Shifting Standards: Experiments in Particle Physics in the Twentieth Century

Allan Franklin

On July 4, 2012 the CMS and ATLAS collaborations at the Large Hadron Collider jointly announced the discovery of a new elementary particle, which resembled the Higgs boson, the last remaining undiscovered piece of the Standard Model of elementary particles. Both groups claimed to have observed a five-standard-deviation (five sigmas) effect above background, the gold standard for discovery in high-energy physics. In the Prologue to this book Franklin examines how this standard has changed from the early 1960s, when no such standard existed, to three, four, and finally five sigmas, the present standard. The body of the book also examines other changes in both the practice of experimental particle physics and in the reporting of their results. The discussion includes changes in the size and complexity of experimental apparatuses, the rates at which data can be produced, recorded, and analyzed, the size of the data sets, and the development of electronic and computational resources. Other issues discussed include the distinction between exclusion and selection of data, the appreciation and treatment of possible experimenter bias, recognition of “bad” data, changes in the writing style of papers and in the description of experimental apparatuses, and the progressive idealization of those apparatuses.

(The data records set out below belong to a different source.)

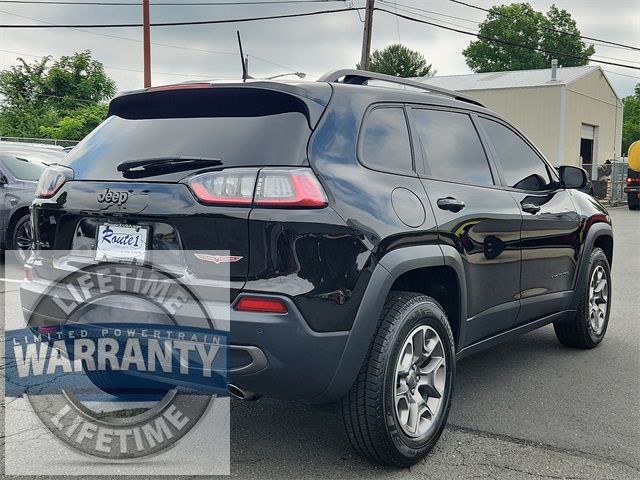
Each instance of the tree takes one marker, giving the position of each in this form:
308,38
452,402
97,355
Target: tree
631,120
64,98
556,32
400,61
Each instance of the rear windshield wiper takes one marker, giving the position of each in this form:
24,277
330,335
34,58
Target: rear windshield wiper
140,165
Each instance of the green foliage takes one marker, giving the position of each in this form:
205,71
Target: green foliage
62,99
631,120
400,61
519,23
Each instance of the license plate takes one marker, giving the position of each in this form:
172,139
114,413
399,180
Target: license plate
121,243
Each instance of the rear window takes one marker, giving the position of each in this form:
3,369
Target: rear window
452,148
236,131
384,142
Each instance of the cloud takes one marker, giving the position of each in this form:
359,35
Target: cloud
312,45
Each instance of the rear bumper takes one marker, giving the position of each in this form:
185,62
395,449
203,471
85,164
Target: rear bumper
275,355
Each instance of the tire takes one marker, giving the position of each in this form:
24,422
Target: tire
21,237
588,327
378,428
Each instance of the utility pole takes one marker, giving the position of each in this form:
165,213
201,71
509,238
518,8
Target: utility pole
366,36
146,34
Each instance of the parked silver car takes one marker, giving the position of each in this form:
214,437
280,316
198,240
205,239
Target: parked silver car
20,168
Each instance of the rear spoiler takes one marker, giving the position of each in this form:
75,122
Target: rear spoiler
251,99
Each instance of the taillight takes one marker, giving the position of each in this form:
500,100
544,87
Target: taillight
234,187
261,304
52,180
271,187
289,188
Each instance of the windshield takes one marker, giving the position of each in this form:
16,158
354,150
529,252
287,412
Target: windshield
28,166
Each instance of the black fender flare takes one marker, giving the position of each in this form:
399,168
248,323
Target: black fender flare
388,269
596,231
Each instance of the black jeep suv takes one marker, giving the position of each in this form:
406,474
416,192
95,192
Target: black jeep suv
376,235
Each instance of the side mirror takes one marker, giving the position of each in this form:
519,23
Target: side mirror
573,177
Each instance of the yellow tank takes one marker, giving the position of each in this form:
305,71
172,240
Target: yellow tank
634,156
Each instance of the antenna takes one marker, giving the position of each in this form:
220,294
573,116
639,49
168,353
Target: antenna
245,74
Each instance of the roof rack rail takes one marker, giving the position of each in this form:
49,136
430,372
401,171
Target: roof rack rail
360,77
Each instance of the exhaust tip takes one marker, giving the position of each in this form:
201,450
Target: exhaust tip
241,394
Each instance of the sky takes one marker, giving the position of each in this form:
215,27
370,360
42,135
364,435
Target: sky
312,45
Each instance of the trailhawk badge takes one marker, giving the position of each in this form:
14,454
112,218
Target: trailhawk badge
120,361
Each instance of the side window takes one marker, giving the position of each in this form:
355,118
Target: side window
385,143
522,167
452,148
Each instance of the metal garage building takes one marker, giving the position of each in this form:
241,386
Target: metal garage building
573,114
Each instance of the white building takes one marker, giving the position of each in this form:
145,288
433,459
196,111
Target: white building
573,114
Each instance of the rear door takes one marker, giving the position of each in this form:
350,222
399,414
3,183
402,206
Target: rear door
474,215
550,224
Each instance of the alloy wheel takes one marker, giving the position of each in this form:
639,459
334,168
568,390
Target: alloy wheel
598,299
420,379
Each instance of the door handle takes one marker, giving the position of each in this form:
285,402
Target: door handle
530,208
451,204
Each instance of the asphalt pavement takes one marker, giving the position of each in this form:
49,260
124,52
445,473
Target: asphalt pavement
526,409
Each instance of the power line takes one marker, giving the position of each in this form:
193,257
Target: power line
504,42
109,67
179,47
405,10
178,24
163,4
547,28
622,74
477,22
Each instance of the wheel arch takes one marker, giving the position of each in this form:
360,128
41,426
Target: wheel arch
394,267
600,235
13,218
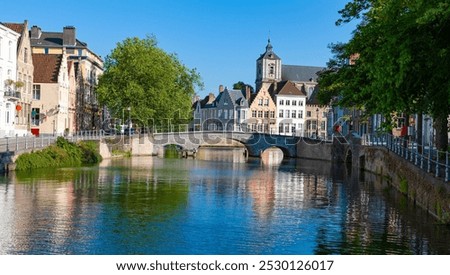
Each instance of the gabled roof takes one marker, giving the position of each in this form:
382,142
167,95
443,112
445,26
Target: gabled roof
53,39
237,97
288,88
300,73
17,27
46,67
313,100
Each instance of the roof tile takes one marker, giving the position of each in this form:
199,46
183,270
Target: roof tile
46,67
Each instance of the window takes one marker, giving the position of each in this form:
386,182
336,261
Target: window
35,116
8,107
10,51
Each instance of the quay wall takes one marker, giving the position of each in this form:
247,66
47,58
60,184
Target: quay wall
425,190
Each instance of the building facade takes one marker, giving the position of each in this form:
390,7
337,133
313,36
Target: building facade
226,112
291,108
88,66
9,87
50,107
25,70
262,110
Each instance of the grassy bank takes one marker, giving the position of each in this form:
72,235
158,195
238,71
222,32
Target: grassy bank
61,154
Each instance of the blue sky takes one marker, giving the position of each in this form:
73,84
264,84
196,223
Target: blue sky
222,39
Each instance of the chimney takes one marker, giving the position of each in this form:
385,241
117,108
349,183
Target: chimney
35,32
247,92
69,36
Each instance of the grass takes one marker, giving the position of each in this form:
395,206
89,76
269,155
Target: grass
61,154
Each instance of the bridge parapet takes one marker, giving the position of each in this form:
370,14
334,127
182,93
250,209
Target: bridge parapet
256,143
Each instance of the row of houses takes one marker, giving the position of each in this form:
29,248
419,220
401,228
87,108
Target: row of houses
47,82
284,102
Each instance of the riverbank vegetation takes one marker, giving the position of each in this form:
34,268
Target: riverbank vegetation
396,62
61,154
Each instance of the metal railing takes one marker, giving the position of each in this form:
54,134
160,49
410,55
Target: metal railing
425,157
26,143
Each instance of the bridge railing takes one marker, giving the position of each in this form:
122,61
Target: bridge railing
17,144
25,143
426,157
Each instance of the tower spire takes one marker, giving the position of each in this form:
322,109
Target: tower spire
269,48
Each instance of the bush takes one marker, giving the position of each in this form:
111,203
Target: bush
62,154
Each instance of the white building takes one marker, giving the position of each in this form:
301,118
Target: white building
9,94
291,109
228,111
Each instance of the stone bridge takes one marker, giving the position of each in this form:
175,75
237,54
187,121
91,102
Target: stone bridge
255,143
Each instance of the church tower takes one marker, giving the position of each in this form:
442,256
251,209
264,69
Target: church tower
268,67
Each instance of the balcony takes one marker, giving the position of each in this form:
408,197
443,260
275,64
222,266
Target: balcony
12,95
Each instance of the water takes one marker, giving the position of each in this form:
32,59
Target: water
150,205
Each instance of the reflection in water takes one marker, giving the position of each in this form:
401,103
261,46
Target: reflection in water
149,205
227,154
272,156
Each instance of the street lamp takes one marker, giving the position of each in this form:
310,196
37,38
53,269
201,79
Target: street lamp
129,120
317,124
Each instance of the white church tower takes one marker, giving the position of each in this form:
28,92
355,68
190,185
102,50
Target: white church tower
268,67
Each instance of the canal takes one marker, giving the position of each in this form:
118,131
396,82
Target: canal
151,205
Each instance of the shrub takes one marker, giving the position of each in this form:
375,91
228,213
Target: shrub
62,154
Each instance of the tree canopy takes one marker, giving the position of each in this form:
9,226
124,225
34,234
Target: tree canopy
396,61
155,87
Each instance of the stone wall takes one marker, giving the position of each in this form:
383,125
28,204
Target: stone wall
6,158
427,191
310,149
142,146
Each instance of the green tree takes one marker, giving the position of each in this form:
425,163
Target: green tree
140,78
401,51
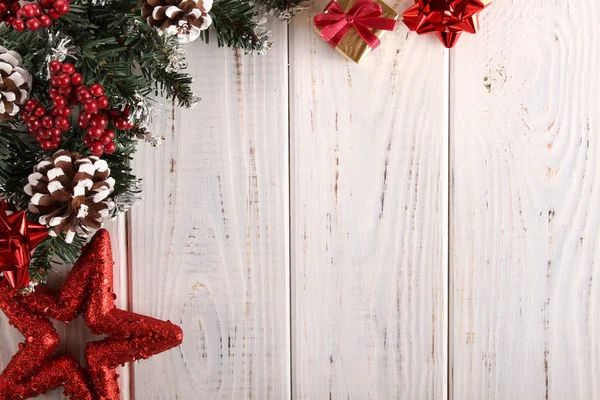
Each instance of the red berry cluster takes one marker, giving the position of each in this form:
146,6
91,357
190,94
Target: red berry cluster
67,90
32,15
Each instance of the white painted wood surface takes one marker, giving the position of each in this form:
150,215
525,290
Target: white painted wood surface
296,222
369,207
525,196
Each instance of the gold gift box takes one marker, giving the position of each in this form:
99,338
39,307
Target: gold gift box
352,45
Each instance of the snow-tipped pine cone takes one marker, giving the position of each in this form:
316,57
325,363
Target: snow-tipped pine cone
15,84
184,18
71,193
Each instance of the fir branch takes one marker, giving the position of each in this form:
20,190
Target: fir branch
235,26
52,252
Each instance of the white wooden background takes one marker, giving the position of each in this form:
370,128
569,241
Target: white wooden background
421,226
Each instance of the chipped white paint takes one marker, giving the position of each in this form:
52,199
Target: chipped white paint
525,258
76,334
209,241
368,212
364,219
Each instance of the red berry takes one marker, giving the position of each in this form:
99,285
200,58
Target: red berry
43,133
90,106
18,25
83,94
76,79
55,132
65,112
120,123
53,14
59,101
55,66
46,144
62,123
99,121
105,139
97,148
39,111
61,7
30,105
96,90
45,20
110,148
64,80
68,68
47,121
102,102
87,140
28,11
33,24
95,132
65,91
109,133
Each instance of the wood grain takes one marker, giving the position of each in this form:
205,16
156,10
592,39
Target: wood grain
525,204
75,335
210,239
369,217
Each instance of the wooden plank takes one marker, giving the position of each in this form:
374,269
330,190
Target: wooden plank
76,334
525,204
209,241
369,217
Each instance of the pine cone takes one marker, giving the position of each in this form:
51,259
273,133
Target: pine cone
71,194
15,84
184,18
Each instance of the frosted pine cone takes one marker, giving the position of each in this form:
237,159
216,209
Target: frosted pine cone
184,18
15,84
71,194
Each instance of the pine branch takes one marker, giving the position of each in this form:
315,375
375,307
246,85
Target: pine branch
235,25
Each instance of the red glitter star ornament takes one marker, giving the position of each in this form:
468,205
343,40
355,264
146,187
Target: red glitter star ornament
18,237
88,290
447,18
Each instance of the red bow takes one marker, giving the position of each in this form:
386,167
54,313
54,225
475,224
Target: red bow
363,16
17,238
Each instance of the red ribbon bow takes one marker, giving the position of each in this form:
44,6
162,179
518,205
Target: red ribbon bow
17,238
363,16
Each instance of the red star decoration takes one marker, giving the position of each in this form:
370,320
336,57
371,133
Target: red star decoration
447,18
17,238
88,290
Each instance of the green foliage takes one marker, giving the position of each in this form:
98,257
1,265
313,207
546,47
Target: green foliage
235,26
109,43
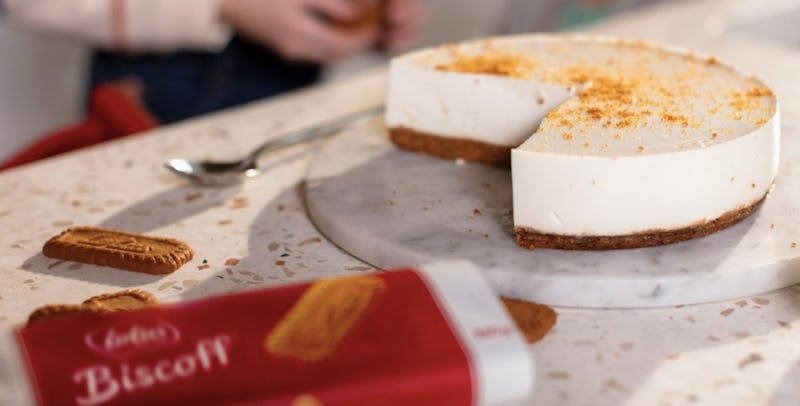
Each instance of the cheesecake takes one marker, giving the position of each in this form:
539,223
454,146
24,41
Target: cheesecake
612,143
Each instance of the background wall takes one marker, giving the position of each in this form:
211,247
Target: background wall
41,81
41,77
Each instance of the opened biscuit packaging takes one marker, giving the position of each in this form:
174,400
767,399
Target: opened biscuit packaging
435,335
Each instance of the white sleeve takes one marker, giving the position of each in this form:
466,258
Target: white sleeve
138,25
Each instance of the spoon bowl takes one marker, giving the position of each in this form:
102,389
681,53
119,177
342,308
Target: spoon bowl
220,173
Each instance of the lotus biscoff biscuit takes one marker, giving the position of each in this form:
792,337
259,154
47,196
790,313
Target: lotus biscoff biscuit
322,317
118,249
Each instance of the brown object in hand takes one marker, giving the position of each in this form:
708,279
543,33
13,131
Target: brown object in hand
108,303
370,17
533,319
321,318
118,249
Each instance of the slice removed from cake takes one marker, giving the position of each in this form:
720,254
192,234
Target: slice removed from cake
634,144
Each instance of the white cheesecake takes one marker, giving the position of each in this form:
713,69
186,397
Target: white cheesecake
612,143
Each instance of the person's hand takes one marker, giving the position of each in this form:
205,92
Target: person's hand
402,20
301,30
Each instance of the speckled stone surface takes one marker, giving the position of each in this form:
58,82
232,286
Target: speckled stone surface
394,208
733,352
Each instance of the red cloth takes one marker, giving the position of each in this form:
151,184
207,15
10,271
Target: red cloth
112,114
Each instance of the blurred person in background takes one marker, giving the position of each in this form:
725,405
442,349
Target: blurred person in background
184,58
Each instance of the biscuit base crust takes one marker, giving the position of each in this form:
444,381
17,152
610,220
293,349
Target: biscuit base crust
451,148
532,239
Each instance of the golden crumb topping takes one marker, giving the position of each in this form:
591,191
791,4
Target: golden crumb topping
491,63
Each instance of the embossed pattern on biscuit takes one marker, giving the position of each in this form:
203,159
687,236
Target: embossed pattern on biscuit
60,310
125,300
118,249
322,317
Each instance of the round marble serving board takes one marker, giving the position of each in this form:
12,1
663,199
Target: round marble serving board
393,208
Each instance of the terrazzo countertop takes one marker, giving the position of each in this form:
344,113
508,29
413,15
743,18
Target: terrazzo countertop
744,351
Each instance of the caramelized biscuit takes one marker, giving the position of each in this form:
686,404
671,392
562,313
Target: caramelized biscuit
325,313
118,249
307,400
130,299
533,319
60,310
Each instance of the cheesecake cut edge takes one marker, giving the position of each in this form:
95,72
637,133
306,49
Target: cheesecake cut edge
451,147
531,239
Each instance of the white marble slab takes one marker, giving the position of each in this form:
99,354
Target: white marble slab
393,208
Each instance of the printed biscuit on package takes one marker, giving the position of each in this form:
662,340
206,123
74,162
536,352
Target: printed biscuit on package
433,335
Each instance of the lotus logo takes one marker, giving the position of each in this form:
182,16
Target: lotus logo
121,341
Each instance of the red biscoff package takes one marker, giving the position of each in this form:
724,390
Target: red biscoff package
437,335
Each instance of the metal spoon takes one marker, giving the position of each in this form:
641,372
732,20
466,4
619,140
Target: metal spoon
228,172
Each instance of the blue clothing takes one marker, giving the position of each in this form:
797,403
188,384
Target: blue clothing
184,84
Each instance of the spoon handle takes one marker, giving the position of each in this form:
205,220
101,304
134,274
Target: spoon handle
314,132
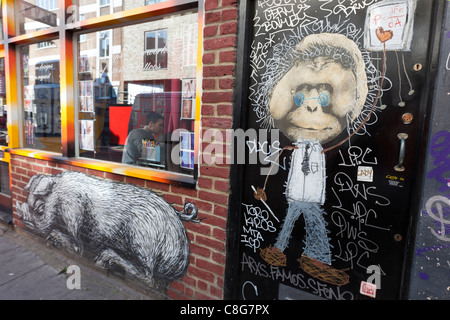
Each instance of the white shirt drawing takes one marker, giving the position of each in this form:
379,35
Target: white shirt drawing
307,175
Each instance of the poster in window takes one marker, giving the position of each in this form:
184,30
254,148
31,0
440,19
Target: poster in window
187,150
87,135
188,99
86,96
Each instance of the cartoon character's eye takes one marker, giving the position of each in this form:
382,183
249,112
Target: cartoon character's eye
324,100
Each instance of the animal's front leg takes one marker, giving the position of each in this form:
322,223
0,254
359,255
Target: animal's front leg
60,240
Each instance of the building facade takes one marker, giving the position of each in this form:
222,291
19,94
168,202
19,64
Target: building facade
283,149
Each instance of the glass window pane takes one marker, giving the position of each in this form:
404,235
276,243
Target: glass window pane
36,15
41,96
133,96
95,8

The issues are discussed by examining, in some detail, experimental papers on particle physics, which appeared at seven to ten year intervals in the twentieth century in Physical Review, the archival journal of the American Physical Society. These papers include some of the famous experiments of the twentieth century, including Robert Millikan’s measurement of the charge of the electron and the discovery of the neutrino by Frederick Reines, Clyde Cowan, and their collaborators. Other experiments are less well known. All of these experiments provided snapshots of experimental practice at various times in the twentieth century.